The rest of the gang decides to ramble about Conwy Castle yet again. Of King Edward’s four castles in Gwynedd, this is the one I like the best.
While they’re at the castle, I stroll down to the quay. It’s small and colourful and just the right place to sit and stare out at the water with a cup of tea in hand.
As I sit there, something makes me turn my head. Don’t know what, I’m really more interested in the brightly painted boats and all that goes on in front of me. But there it is: I turn around and spot… the smallest house in Britain. Right on the quayside.
It’s not a toy house, it just looks like one. It’s about 6 sq. metres and maybe 3 metres high, covering two floors. And it wasn’t always a tourist attraction. This little house was a residence for 300 years. Ironically, the last owner, one Robert James, a local fisherman, was almost 1.90 metres tall, just 10 cm shorter than Aleks in the photo below.
In the early 1900s, Robert was chucked out, when the local council declared the house too small for human habitation.
When the kids arrive – after being sidetracked by birds of prey at the quay – we pay the symbolic £1.00 (50p for children) and enter this tiny abode. Inside, there’s a stove and a water tap. We can’t go upstairs, as the first floor isn’t strong enough, but we’re allowed to climb a ladder to have a look up there. There’s barely room for a bed, a small cabinet, a wash basin and a chamber pot.
I think The Smallest House in Britain is a wonderfully quirky tourist attraction. The child’s verdict: interesting enough, but the birds of prey top it – and everything else.
Conwy Castle is part of the UNESCO World Heritage site Castles and Town Walls of King Edward in Gwynedd.

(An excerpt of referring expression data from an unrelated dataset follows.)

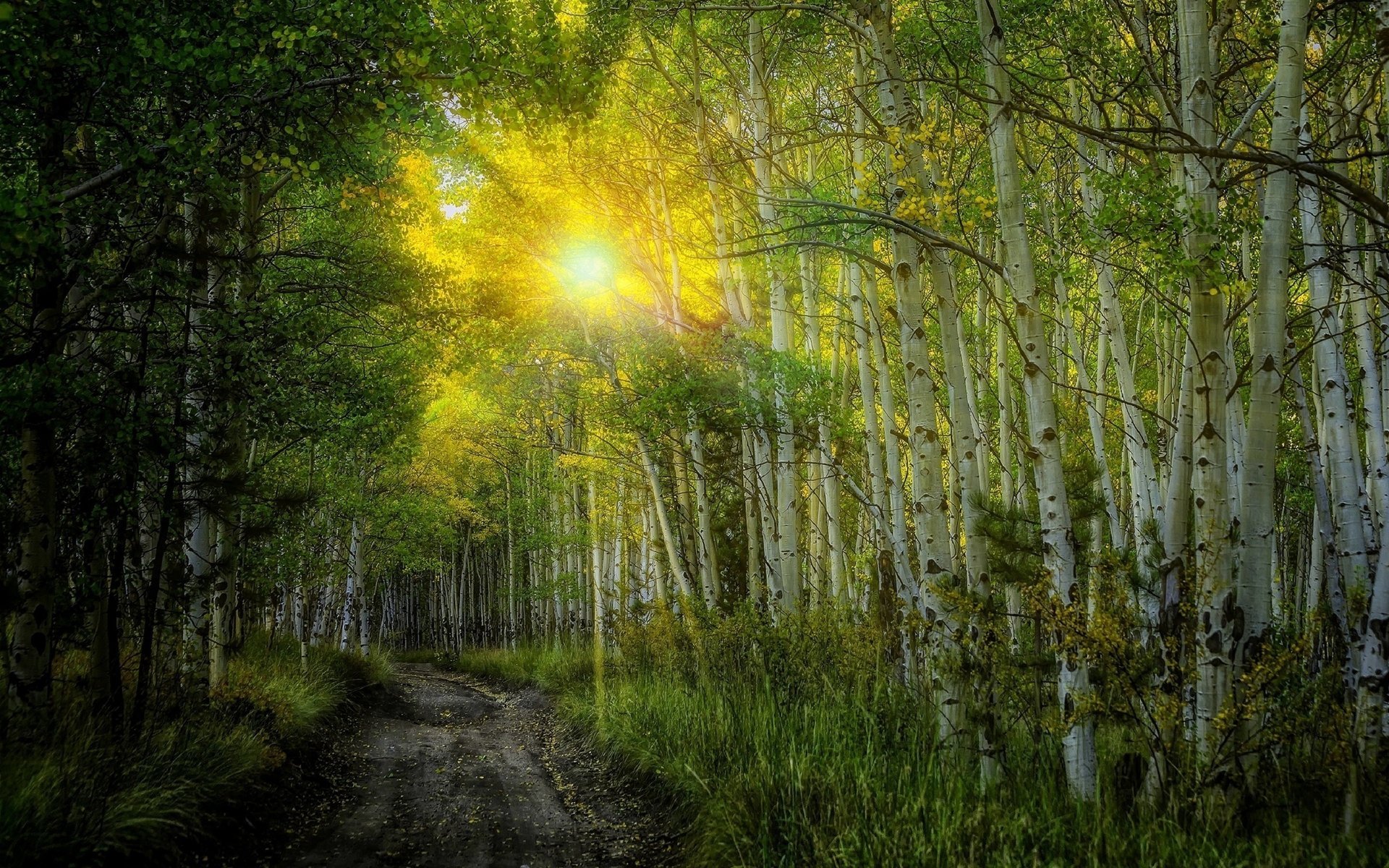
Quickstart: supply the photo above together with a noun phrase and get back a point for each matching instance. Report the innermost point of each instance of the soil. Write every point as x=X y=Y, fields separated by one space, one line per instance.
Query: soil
x=451 y=773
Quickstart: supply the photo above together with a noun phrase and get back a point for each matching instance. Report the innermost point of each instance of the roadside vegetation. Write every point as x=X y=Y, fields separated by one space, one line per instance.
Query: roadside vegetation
x=88 y=798
x=795 y=745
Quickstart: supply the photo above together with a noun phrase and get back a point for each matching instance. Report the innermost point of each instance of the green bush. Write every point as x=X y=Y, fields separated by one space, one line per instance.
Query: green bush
x=89 y=799
x=795 y=745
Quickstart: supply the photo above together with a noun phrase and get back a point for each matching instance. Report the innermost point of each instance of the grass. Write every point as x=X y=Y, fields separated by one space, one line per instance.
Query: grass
x=789 y=746
x=87 y=799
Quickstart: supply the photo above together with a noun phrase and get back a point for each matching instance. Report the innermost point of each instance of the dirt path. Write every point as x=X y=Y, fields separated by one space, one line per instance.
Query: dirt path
x=456 y=774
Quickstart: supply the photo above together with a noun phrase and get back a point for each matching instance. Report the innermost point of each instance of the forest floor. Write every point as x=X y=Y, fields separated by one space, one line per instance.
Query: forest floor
x=454 y=773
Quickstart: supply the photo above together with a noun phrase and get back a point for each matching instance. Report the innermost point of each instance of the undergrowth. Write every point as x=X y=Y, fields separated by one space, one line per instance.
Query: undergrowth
x=87 y=798
x=795 y=746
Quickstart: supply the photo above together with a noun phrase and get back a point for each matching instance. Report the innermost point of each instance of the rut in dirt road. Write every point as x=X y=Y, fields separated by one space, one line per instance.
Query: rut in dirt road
x=459 y=775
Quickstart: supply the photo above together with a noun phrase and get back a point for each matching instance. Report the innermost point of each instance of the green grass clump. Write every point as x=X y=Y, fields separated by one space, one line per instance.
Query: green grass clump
x=87 y=798
x=797 y=746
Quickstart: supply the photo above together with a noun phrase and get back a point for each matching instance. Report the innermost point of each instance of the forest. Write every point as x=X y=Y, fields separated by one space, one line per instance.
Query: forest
x=949 y=433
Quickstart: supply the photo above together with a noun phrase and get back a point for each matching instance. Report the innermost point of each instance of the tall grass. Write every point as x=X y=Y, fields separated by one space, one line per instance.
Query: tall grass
x=794 y=746
x=88 y=799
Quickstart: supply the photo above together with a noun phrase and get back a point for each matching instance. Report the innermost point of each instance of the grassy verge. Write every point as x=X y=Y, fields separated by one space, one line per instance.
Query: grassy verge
x=88 y=799
x=789 y=746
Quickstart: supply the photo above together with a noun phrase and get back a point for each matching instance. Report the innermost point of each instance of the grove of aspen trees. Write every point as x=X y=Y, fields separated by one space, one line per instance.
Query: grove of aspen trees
x=939 y=433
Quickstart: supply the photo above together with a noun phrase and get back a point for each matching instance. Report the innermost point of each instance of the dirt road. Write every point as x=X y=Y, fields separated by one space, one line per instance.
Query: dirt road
x=456 y=774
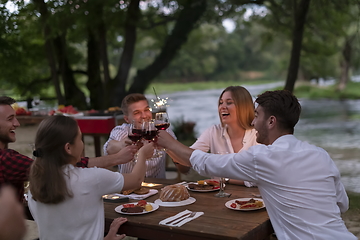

Happy Sunday and welcome back to our family road trip in Wales. This week, we travel the route Harlech – Portmeirion – Blaenau Ffestiniog.
From Harlech, we carried on towards Portmeirion, a seaside village on the Welsh coast, and one of our favourite places. I won’t say too much about it, since we’ve covered this crazy, beautiful place before. Just one photo…
This is the image I had of Wales before I was ever here: a slightly drab country, grey as the slate industry it relied on for so long, and eternally overcast.
Or, as Edmund, Lord Blackadder the Third, would say:
It’s a ghastly place. Huge gangs of tough sinewy men roam the valleys terrorising people with their close-harmony singing. You need half a pint of phlegm in your throat just to pronounce the placenames.
Just a ruse, I suspect, to keep people out. What I’ve seen of Wales is every bit as beautiful as Scotland.
But the slate industry was real and Blaenau Ffestiniog was its capital – in Victorian times. These days slate isn’t much in demand. Today, the town relies on tourism, with the Ffestiniog Railway and the Llechwedd Slate Caverns as the main attractions.
The Ffestiniog Railway is one of Wales’ narrow gauge railways, running through the very pretty Vale of Ffestiniog, between Porthmadog (nearest town to Portmeirion) and Blaenau. Better, I’m sure, than seeing the landscape from a hire car, as we did.
At Llechwedd Slate Caverns you can take the Miners’ Tramway and/or descend 150 m/500 ft underground (via cable car) to explore the quarry and learn about the slate industry and experience life as a miner. Although you’ll have electricity and other mod cons; the miners had candles.
If, like us, you arrive after 5 pm, you’ll have to settle for hiking or biking, checking out the old-fashioned pubs (and hear locals speak Welsh) or just wandering around town, taking in the gorgeous surroundings.
Blaenau Ffestiniog practicals
We arrived in town too late for both the slate mine and the heritage railway. Next time we’re in Snowdonia, we’ll plan better.
- opening times in 2013 from Mid-March onwards: 0930 – 1730 (last tour at 1645)
- entrance fee: tramway or deep mine tour: £10.50/£8.50/£9.50 for adults/children/seniors and students. £17/£13/£15.75 if you want to do both
- a timetable can be found here
- fares: £20.20/£18.20 for adults/concessions for a third-class round-trip, all-day ticket – or add £6 for a seat in the first-class observation carriage.